As terríveis cenas de gladiadores faziam dos três mosqueteiros próximos, com isso papai e mamãe acalmavam os ânimos e, no balanço geral, penso: que saudade de falar com todos. Era muita briga, mas todos os problemas eram resolvidos juntos, pois os problemas eram só esses, conviver entre nós. O dia em que os beliches foram desmontados para dar lugar à camas individuais, a distância da família começou a crescer. Um quarto para três irmãos virou dois, depois o outro irmão (eu) ganhou o seu e, por consequência disso, o outro irmão finalmente ganhou o seu quarto exclusivo. Não muito tempo depois, o irmão mais velho saiu da nossa casa para morar na sua e isso vai acontecer comigo, quando eu me casar. Depois com o Thiaguinho, e assim a família que foi separada de quartos ficará realmente longe fisicamente. Para criar uma nova família, outras precisam ser desmontadas.
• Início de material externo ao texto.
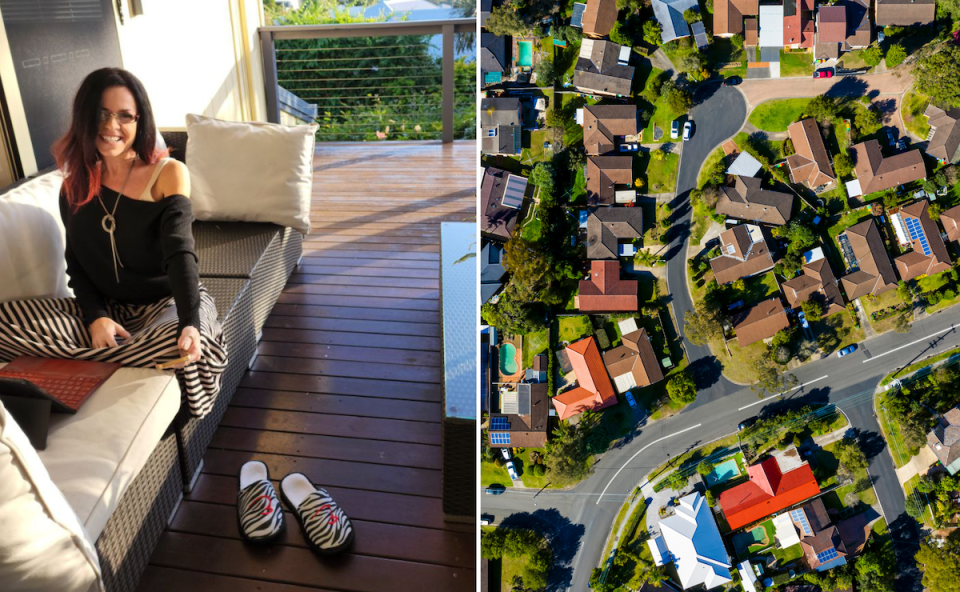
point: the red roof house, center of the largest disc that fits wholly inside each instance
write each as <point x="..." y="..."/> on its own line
<point x="595" y="390"/>
<point x="768" y="491"/>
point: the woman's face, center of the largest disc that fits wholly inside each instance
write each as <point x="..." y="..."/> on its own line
<point x="118" y="125"/>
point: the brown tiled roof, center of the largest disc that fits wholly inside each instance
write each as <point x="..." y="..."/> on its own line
<point x="747" y="200"/>
<point x="604" y="173"/>
<point x="605" y="291"/>
<point x="915" y="263"/>
<point x="529" y="431"/>
<point x="603" y="123"/>
<point x="745" y="259"/>
<point x="728" y="15"/>
<point x="817" y="278"/>
<point x="833" y="24"/>
<point x="905" y="13"/>
<point x="497" y="219"/>
<point x="877" y="173"/>
<point x="945" y="143"/>
<point x="951" y="222"/>
<point x="635" y="356"/>
<point x="607" y="226"/>
<point x="876" y="274"/>
<point x="810" y="164"/>
<point x="760" y="322"/>
<point x="599" y="16"/>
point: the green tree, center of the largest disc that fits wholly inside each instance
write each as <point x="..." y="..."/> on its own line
<point x="682" y="389"/>
<point x="895" y="55"/>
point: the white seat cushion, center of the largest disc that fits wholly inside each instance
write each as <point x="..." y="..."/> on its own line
<point x="94" y="455"/>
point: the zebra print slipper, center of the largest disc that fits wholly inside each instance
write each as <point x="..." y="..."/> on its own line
<point x="325" y="526"/>
<point x="259" y="514"/>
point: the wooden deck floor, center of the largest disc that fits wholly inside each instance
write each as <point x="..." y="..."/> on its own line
<point x="346" y="389"/>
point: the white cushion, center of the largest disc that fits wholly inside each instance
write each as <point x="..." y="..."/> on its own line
<point x="43" y="546"/>
<point x="32" y="241"/>
<point x="253" y="172"/>
<point x="94" y="455"/>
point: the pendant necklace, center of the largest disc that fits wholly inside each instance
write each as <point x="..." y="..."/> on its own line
<point x="109" y="222"/>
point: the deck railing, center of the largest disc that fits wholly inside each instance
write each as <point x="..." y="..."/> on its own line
<point x="376" y="81"/>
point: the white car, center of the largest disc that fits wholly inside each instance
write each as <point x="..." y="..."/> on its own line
<point x="512" y="470"/>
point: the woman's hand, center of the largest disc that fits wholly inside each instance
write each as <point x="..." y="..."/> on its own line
<point x="104" y="332"/>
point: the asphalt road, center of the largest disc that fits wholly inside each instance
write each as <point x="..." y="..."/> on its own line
<point x="578" y="521"/>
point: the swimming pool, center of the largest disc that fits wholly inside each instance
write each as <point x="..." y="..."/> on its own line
<point x="508" y="359"/>
<point x="524" y="54"/>
<point x="723" y="472"/>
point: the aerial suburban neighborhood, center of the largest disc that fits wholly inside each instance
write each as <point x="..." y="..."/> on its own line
<point x="719" y="264"/>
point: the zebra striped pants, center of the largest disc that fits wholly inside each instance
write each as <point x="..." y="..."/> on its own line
<point x="54" y="328"/>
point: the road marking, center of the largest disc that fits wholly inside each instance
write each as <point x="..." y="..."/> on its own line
<point x="638" y="452"/>
<point x="950" y="328"/>
<point x="790" y="391"/>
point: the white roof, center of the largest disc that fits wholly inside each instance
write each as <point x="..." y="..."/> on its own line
<point x="786" y="531"/>
<point x="745" y="166"/>
<point x="694" y="543"/>
<point x="771" y="26"/>
<point x="853" y="188"/>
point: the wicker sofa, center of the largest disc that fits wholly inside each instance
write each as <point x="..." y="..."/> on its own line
<point x="245" y="267"/>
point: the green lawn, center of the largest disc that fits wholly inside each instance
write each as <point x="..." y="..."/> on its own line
<point x="777" y="115"/>
<point x="795" y="64"/>
<point x="573" y="328"/>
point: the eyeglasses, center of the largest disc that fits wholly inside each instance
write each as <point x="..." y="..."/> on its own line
<point x="124" y="117"/>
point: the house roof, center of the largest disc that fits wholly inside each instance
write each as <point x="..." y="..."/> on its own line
<point x="605" y="291"/>
<point x="746" y="199"/>
<point x="877" y="173"/>
<point x="604" y="173"/>
<point x="603" y="123"/>
<point x="636" y="358"/>
<point x="669" y="13"/>
<point x="497" y="219"/>
<point x="693" y="539"/>
<point x="760" y="322"/>
<point x="595" y="390"/>
<point x="905" y="13"/>
<point x="833" y="24"/>
<point x="768" y="491"/>
<point x="875" y="275"/>
<point x="607" y="226"/>
<point x="599" y="17"/>
<point x="816" y="281"/>
<point x="493" y="52"/>
<point x="810" y="164"/>
<point x="743" y="253"/>
<point x="945" y="142"/>
<point x="528" y="430"/>
<point x="599" y="71"/>
<point x="728" y="15"/>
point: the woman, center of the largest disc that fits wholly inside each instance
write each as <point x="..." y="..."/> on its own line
<point x="129" y="250"/>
Por essa razão, o homem deixará pai e mãe e se unirá a sua mulher, e eles se tornarão uma só carne. Gênesis 2:24

Cruel? Não, é um presente! Se não pudéssemos fazer as nossas próprias famílias, aí sim ficaríamos sozinhos, pois o tempo não pára e o ser humano não consegue vencer um mal chamado pecado.

Pois o salário do pecado é a morte… Romanos 6:23

Isso ainda parece muito cruel? Lembrar que nossos familiares morrerão não é nada agradável mesmo. Será que não existe um jeito de ficar todo mundo junto, sempre?
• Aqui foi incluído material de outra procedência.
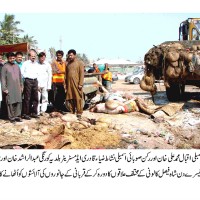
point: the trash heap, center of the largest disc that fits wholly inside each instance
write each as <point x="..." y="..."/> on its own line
<point x="57" y="131"/>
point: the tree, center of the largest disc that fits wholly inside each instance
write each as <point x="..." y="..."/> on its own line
<point x="9" y="33"/>
<point x="29" y="39"/>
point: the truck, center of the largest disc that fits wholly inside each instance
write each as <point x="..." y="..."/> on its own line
<point x="176" y="63"/>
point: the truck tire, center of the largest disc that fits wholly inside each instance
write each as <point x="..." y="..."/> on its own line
<point x="175" y="92"/>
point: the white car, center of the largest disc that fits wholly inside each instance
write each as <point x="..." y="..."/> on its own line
<point x="136" y="77"/>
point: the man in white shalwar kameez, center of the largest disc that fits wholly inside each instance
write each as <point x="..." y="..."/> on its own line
<point x="44" y="83"/>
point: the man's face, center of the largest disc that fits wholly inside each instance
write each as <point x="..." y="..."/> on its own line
<point x="11" y="59"/>
<point x="32" y="56"/>
<point x="18" y="58"/>
<point x="59" y="57"/>
<point x="42" y="59"/>
<point x="71" y="57"/>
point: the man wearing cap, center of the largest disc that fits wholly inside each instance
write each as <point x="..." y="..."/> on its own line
<point x="74" y="78"/>
<point x="30" y="71"/>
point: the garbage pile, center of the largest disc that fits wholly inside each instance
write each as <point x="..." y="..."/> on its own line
<point x="57" y="131"/>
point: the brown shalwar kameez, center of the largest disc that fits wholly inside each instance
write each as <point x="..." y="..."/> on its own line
<point x="12" y="81"/>
<point x="74" y="77"/>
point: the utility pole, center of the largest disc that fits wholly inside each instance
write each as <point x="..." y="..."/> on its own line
<point x="60" y="41"/>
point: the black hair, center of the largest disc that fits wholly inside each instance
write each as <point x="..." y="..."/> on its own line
<point x="59" y="52"/>
<point x="72" y="51"/>
<point x="41" y="54"/>
<point x="33" y="51"/>
<point x="18" y="53"/>
<point x="10" y="54"/>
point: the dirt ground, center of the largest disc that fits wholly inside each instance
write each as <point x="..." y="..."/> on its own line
<point x="135" y="130"/>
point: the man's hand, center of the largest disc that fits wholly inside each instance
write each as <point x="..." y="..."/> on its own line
<point x="5" y="91"/>
<point x="80" y="87"/>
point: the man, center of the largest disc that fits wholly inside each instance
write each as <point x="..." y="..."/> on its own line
<point x="12" y="88"/>
<point x="107" y="78"/>
<point x="44" y="83"/>
<point x="74" y="78"/>
<point x="30" y="71"/>
<point x="1" y="60"/>
<point x="58" y="71"/>
<point x="18" y="59"/>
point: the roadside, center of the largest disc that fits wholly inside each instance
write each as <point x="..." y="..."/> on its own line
<point x="134" y="130"/>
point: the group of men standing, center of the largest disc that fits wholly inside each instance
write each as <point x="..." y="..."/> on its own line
<point x="25" y="86"/>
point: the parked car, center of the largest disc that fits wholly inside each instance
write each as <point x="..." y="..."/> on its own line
<point x="136" y="77"/>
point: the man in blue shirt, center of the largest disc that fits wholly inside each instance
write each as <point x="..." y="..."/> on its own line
<point x="18" y="59"/>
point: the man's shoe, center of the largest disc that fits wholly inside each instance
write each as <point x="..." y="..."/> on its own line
<point x="17" y="119"/>
<point x="12" y="121"/>
<point x="26" y="117"/>
<point x="35" y="116"/>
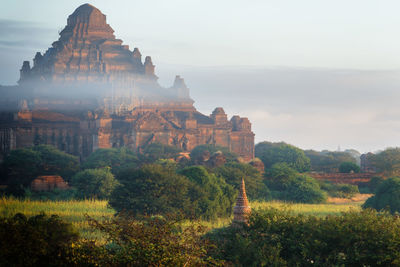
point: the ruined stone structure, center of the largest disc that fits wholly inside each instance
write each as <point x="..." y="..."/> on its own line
<point x="242" y="210"/>
<point x="49" y="183"/>
<point x="90" y="91"/>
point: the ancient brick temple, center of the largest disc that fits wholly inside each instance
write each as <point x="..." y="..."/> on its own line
<point x="89" y="91"/>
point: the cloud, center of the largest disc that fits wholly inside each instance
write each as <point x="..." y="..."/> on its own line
<point x="308" y="107"/>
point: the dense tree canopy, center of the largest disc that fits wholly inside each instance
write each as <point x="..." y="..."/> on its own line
<point x="280" y="238"/>
<point x="94" y="183"/>
<point x="152" y="189"/>
<point x="271" y="153"/>
<point x="387" y="196"/>
<point x="233" y="173"/>
<point x="328" y="161"/>
<point x="36" y="241"/>
<point x="211" y="196"/>
<point x="290" y="185"/>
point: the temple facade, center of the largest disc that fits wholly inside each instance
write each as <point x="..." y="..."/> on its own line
<point x="90" y="91"/>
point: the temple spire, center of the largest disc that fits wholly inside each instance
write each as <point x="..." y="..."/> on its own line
<point x="242" y="209"/>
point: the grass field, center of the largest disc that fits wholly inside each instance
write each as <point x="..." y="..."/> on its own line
<point x="74" y="210"/>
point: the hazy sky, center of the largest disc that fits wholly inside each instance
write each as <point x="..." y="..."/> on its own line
<point x="317" y="74"/>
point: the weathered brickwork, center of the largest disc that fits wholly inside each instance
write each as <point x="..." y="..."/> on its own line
<point x="90" y="91"/>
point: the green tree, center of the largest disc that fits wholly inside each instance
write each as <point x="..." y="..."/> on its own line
<point x="289" y="185"/>
<point x="328" y="161"/>
<point x="21" y="166"/>
<point x="387" y="161"/>
<point x="233" y="172"/>
<point x="152" y="189"/>
<point x="94" y="183"/>
<point x="211" y="195"/>
<point x="36" y="241"/>
<point x="348" y="167"/>
<point x="271" y="153"/>
<point x="387" y="196"/>
<point x="115" y="158"/>
<point x="280" y="238"/>
<point x="150" y="241"/>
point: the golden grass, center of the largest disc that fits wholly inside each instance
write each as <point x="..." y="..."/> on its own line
<point x="74" y="210"/>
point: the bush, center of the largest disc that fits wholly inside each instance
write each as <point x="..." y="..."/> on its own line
<point x="94" y="183"/>
<point x="211" y="195"/>
<point x="152" y="189"/>
<point x="36" y="241"/>
<point x="54" y="195"/>
<point x="279" y="238"/>
<point x="289" y="185"/>
<point x="348" y="167"/>
<point x="303" y="189"/>
<point x="233" y="173"/>
<point x="150" y="241"/>
<point x="387" y="196"/>
<point x="272" y="153"/>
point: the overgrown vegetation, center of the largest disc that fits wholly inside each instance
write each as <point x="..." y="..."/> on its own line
<point x="280" y="238"/>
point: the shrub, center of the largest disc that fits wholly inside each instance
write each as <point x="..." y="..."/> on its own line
<point x="303" y="189"/>
<point x="339" y="190"/>
<point x="387" y="196"/>
<point x="211" y="196"/>
<point x="36" y="241"/>
<point x="233" y="173"/>
<point x="152" y="189"/>
<point x="150" y="241"/>
<point x="279" y="238"/>
<point x="94" y="183"/>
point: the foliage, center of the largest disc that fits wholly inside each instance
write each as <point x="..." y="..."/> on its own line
<point x="328" y="161"/>
<point x="36" y="241"/>
<point x="387" y="196"/>
<point x="279" y="238"/>
<point x="272" y="153"/>
<point x="152" y="189"/>
<point x="387" y="161"/>
<point x="94" y="183"/>
<point x="155" y="151"/>
<point x="233" y="172"/>
<point x="292" y="186"/>
<point x="115" y="158"/>
<point x="339" y="190"/>
<point x="55" y="194"/>
<point x="201" y="152"/>
<point x="348" y="167"/>
<point x="211" y="196"/>
<point x="152" y="241"/>
<point x="22" y="166"/>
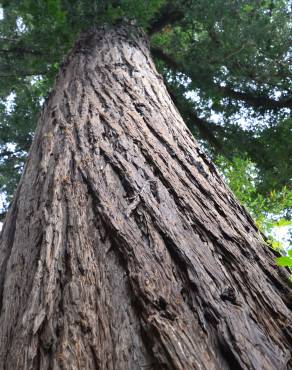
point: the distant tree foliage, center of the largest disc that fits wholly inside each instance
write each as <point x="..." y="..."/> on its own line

… mas o dom gratuito de Deus é a vida eterna em Cristo Jesus, nosso Senhor. Romanos 6:23

Eis que eu lhes digo um mistério: Nem todos dormiremos, mas todos seremos transformados, num momento, num abrir e fechar de olhos… Quando, porém, o que é corruptível se revestir de incorruptibilidade, e o que mortal, de imortalidade, então se cumprirá a palavra que está escrita: “A morte foi destruída pela vitória”. 1 Coríntios 15:51-54

Claro que sim! Nosso Deus, tão fiel e justo, não nos deixaria sem uma solução. Outro plano, criado antes mesmo que o pecado entrasse no mundo, foi feito para deixar todos juntos, para que as famílias possam vencer a morte e permanecer juntas, sem que os beliches precisem ser desmontados, aliás, criando muitos outros, pois vamos descansar juntos, pais, filhos, irmãos e amigos em um grande quarto, com muitas camas.
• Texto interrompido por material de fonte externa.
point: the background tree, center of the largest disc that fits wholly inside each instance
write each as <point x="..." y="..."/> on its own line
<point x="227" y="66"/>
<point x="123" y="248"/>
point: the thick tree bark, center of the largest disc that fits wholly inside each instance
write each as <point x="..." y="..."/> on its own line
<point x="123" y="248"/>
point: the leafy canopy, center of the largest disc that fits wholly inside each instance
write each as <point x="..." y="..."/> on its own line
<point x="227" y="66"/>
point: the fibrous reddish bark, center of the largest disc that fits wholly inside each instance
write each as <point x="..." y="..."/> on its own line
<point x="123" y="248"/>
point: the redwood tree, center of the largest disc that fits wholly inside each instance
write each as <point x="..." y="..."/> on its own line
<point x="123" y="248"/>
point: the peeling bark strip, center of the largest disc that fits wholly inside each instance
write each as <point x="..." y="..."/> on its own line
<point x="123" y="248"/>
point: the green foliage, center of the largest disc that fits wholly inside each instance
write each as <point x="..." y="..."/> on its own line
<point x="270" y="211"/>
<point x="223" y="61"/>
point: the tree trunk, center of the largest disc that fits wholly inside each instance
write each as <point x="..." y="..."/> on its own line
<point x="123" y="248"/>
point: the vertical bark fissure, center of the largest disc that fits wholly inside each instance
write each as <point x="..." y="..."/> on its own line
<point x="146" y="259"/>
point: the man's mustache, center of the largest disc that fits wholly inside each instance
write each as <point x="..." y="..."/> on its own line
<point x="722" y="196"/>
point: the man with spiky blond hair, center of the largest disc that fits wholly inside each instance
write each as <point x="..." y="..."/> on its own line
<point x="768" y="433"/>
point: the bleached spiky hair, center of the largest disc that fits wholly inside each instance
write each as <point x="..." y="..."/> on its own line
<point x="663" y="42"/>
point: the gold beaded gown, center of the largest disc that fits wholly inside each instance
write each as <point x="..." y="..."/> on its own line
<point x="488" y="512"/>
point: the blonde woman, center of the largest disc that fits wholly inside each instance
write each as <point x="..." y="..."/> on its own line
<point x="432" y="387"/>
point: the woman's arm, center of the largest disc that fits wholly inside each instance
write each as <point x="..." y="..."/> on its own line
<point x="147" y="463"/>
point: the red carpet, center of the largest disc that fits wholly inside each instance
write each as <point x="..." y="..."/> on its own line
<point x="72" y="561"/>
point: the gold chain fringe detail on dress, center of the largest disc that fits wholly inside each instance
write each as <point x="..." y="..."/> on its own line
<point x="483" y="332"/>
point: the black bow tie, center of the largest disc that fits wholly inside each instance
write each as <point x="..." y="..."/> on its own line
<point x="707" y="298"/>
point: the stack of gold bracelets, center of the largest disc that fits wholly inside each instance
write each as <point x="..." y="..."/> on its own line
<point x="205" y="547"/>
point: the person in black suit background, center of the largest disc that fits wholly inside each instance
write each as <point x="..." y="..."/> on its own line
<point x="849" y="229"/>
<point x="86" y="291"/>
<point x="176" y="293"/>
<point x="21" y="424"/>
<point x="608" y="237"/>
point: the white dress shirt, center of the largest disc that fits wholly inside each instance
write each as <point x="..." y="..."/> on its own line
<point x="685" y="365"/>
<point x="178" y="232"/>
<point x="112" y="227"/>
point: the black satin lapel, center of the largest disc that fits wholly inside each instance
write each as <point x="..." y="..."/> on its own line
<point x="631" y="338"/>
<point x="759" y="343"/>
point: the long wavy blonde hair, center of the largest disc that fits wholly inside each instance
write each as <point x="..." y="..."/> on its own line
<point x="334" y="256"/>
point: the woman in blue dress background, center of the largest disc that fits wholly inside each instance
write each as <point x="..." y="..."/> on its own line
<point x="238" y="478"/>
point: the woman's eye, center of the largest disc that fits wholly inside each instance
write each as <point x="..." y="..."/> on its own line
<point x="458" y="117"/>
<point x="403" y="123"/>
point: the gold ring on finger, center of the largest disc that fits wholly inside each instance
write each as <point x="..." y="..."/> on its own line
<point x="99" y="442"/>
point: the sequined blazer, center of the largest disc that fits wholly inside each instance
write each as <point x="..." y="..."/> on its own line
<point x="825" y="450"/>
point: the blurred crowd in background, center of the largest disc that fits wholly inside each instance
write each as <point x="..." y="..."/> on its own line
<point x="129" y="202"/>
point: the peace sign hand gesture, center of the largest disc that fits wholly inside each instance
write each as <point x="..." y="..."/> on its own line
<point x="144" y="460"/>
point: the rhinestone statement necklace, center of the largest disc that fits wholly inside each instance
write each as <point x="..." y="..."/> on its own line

Felizes e santos os que participam da primeira ressurreição! A segunda morte não tem poder sobre eles; serão sacerdotes de Deus e de Cristo, e reinarão com ele durante mil anos. Apocalipse 20:6

Todos eternamente vivos em Cristo, essa é a promessa. Não falo aqui de uma ilusão, um sonho de viver em um céu fictício, mas de uma realidade que está prestes a acontecer. Breve Jesus vai voltar e as famílias poderão ficar juntas para sempre.